Dass heute nur noch wenige den Vogel abschießen wollen, hat auch damit zu tun, dass die Vereinsmitglieder immer älter werden und keine Lust mehr auf den Aufwand haben, den das Amt mit sich bringt. Beliebt ist immer noch der Titel, wenn im selben Jahr auch das Weinfest im Ort stattfindet, weil der König dann beim Weinfest-Umzug dabei ist.

Am Samstag werden die Majestäten empfangen

Am Samstag geht es um 13.30 Uhr los: Dann tritt die Bruderschaft an, um ihre Majestäten zu empfangen. Danach startet das Schießen um die Schüler-/Jugendprinzwürde, im Anschluss wird die Schützenliesel ausgeschossen. Der Wettbewerb wird um 17 Uhr von der Königsvesper unterbrochen, dann geht es um den Königstitel, und das kann dauern.

Nachdem man hoffentlich auf einen neuen König angestoßen hat, geht es am Sonntag weiter: Die Bruderschaft tritt um 11 Uhr an, gefolgt vom Ehrenkönigsschießen auf den Hochstand. Nachmittags werden die Gastbruderschaften aus Lengsdorf, Brenig und Nettekoven begrüßt.

Die Vertreter der Duisdorfer Ortsvereine schießen am 10-Meter-Stand im Keller, die Gastkönige auf den Hochstand. Gegen 17 Uhr werden die bisherigen Majestäten der 1911 gegründeten Hubertusschützen verabschiedet und neue gekrönt, den Abschluss macht das Bürgerkönigsschießen.

Irgendwann im Lauf des Schützenfestes knallen auch die Bonner Böllerschützen.

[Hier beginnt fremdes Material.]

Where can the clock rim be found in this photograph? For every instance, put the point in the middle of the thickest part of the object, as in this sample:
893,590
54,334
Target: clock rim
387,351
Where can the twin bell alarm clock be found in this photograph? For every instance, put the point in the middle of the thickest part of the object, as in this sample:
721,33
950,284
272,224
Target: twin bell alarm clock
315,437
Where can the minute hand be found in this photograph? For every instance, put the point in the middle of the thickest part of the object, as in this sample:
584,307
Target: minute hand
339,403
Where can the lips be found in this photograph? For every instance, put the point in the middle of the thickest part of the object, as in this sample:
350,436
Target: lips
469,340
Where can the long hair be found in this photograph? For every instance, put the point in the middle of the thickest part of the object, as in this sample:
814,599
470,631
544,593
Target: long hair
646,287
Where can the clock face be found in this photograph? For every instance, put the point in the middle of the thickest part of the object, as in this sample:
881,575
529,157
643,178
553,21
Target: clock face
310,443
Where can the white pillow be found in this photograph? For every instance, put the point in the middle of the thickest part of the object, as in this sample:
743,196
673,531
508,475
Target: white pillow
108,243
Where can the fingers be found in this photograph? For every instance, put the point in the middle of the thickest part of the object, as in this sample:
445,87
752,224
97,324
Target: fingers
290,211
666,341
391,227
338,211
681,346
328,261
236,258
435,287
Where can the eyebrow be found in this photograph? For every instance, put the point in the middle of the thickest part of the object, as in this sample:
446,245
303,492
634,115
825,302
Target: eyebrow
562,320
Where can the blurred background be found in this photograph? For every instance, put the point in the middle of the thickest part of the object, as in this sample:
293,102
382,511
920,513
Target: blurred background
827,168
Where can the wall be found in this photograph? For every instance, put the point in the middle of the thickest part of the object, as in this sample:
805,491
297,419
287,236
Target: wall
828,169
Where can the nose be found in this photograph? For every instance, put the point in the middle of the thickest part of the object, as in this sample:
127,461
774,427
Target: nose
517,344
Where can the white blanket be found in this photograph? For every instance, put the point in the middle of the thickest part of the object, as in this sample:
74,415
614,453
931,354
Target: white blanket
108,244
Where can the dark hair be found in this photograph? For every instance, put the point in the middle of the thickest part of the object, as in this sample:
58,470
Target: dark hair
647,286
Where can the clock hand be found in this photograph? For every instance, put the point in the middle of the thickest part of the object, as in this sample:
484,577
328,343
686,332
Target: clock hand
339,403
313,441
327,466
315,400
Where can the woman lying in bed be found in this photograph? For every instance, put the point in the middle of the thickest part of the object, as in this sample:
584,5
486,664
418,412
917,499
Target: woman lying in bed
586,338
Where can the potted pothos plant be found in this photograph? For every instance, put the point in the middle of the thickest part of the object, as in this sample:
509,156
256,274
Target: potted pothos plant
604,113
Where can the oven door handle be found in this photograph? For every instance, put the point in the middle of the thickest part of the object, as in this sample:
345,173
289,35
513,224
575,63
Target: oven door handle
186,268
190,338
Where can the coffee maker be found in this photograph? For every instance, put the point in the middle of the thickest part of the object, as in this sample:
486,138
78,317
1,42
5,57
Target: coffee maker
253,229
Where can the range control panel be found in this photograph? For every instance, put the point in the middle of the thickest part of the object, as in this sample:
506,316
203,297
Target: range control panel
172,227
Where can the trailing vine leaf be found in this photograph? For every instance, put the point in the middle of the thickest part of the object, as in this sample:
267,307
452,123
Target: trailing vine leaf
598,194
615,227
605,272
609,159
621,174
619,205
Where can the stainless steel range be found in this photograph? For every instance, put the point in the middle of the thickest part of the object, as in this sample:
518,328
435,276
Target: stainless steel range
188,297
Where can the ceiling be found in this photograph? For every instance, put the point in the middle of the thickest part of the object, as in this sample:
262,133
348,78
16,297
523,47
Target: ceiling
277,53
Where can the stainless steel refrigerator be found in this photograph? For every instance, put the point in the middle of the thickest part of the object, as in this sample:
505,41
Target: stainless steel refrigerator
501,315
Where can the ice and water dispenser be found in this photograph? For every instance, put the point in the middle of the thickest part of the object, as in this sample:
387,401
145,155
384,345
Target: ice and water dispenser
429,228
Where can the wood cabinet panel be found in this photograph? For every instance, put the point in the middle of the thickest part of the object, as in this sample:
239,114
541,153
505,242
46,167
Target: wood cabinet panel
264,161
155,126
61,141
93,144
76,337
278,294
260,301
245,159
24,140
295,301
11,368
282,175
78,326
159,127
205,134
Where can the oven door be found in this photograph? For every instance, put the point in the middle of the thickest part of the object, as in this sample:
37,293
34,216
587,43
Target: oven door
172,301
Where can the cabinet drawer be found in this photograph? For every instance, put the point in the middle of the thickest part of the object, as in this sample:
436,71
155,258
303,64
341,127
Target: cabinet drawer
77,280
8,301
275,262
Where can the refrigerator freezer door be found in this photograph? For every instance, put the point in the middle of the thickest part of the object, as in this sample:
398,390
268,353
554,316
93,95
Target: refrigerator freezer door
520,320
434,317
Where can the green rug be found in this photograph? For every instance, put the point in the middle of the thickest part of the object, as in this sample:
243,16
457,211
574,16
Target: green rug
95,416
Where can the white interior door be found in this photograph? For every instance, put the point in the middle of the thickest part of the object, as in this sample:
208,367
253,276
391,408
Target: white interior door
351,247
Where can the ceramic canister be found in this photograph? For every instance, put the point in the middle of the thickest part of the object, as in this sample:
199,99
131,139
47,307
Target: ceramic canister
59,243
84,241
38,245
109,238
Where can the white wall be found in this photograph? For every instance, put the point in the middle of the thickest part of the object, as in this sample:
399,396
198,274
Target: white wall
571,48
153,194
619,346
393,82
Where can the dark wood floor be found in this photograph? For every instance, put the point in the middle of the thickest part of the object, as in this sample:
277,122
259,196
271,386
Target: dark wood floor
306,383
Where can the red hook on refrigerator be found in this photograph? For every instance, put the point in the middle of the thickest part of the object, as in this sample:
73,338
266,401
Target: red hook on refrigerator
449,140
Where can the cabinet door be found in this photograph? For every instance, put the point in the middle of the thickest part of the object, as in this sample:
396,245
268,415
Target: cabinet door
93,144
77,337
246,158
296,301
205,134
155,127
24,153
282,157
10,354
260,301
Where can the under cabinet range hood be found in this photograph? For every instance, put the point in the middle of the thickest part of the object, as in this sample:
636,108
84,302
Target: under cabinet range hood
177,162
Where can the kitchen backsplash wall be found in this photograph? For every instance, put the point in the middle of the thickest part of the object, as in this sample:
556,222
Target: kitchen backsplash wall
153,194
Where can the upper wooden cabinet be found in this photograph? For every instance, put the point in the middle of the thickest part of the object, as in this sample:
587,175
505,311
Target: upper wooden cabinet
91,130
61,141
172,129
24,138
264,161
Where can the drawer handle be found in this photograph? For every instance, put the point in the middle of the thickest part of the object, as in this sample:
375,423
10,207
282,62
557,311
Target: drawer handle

Die Polizei wisse Bescheid, sagt Vereinsschriftführer Bodo Siegert. Und es wäre eine Überlegung, auch im angrenzenden Freibad deswegen Bescheid zu geben.

Neuer Schießstand ist fast fertig

Das Fest bietet auch Gelegenheit, sich den noch nicht fertiggestellten 25-Meter-Schießsstand anzuschauen. Bekanntlich lief dieser am 14. Juli letzten Jahres voller Wasser, die Schäden waren enorm. Durch Spendenbereitschaft und Zuschüsse bekam der Verein die benötigten 60.000 Euro wieder herein und stellte zuerst den 10-Meter-Stand wieder her. Den Rest hofft man bis zum Start der nächsten Schießsportsaison wieder herrichten zu können. Das Problem: Wegen der Preissteigerung haben sich die Kosten laut Augustintschitsch um nahezu 10.000 Euro erhöht. Aber auch dieses Geld wird man zusammenbekommen.

Dann kann endlich wieder der Schießsport praktiziert werden, der so lange pausieren musste. „2019 haben wir uns für die Landesmeisterschaft qualifiziert“, erzählt Augustintschitsch. Aber aus der Fahrt nach Dortmund wurde nichts, der Wettbewerb wurde wegen Corona gestrichen. Das ist das, womit man die Jugend für einen solchen Verein noch begeistern kann: Schießen als Wettkampf unter natürlich kontrollierten Bedingungen. Immerhin fünf Jugendliche hat man in den eigenen Reihen. Mit einem Schützenfest könne man die nicht mehr locken, so der zweite Brudermeister. Immerhin seien das alles keine Kinder von Schützenbrüdern, so Siegert, sondern „Fremd-DNA“.